When I asked her about it, she invited me into an exam room where a 38 week pregnant mother was awaiting an exam. She palpated the belly and measured it, explaining what she was doing as she went along, noting the details on a chart. Then, she handed me a pair of gloves and suited up herself while instructing the mother to drop her drawers, get up on the table and assume the position. Isabel then performed a pelvic exam, explaining what she was doing. She withdrew her hand and invited me to also exam the mother, telling me what to feel for (the little head!). After meeting the mother’s eyes and asking a gentle “Puedo?” I completed my first pre-natal pelvic exam, nonchalantly stripping off my gloves when I was done like I do these all the time.

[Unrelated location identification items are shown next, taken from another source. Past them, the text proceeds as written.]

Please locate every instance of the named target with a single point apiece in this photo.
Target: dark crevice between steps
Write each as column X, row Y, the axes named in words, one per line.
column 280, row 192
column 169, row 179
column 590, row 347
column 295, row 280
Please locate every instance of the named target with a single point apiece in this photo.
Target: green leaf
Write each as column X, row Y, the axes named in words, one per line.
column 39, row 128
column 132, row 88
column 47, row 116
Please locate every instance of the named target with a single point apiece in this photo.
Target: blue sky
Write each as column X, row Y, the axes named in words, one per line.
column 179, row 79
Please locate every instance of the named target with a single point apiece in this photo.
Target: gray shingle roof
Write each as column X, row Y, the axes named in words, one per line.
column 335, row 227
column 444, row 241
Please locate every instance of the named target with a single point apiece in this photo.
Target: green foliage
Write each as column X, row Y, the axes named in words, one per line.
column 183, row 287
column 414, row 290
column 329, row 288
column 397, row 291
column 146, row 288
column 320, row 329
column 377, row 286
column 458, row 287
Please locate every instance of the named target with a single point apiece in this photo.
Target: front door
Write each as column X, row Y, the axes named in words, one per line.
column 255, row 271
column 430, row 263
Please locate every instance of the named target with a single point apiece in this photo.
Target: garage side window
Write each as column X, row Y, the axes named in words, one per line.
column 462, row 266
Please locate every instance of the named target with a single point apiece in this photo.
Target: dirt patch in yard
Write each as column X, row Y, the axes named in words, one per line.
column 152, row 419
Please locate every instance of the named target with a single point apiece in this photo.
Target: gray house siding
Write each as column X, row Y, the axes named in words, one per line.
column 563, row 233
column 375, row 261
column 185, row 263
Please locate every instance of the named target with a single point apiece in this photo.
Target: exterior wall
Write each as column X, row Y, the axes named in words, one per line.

Once the mother was dressed and gone, Isabel turned to me and asked “So, what do you do? Are you a medical student? A doctor?” “Um…no. Actually, I’m a high school Spanish teacher…” She looked at me incredulously before bursting into laughter. I explained that I’ve been interested in midwifery and have been in the alternative health care world as a massage therapist for several years, so I’m not so far removed from all that as it might first appear.
Next, we examined the young mother who had walked 3 hours to see us, post C-section. I got to see what a non-stretched-out-by-birth cervix looks like and to coo at two week old baby Gabriel. The next mother must have heard that there was a rookie in the exam room and didn’t want to stick around to be a guinea pig because she was nowhere to be found when we called her. Perhaps word was spreading that a Spanish teacher was performing pelvic exams. Isabel looked at me and shrugged her shoulders. “She’ll be back. There’s nowhere else to go.”
Uff. Heavy. And yet, hilarity and tragedy are regular bedfellows in developing nations and Nicaragua is no exception. There’s acceptance of hungry children and machete wounds and intestinal worms and dictators and also willingness to laugh when something’s funny – like a high school teacher doing a pelvic exam.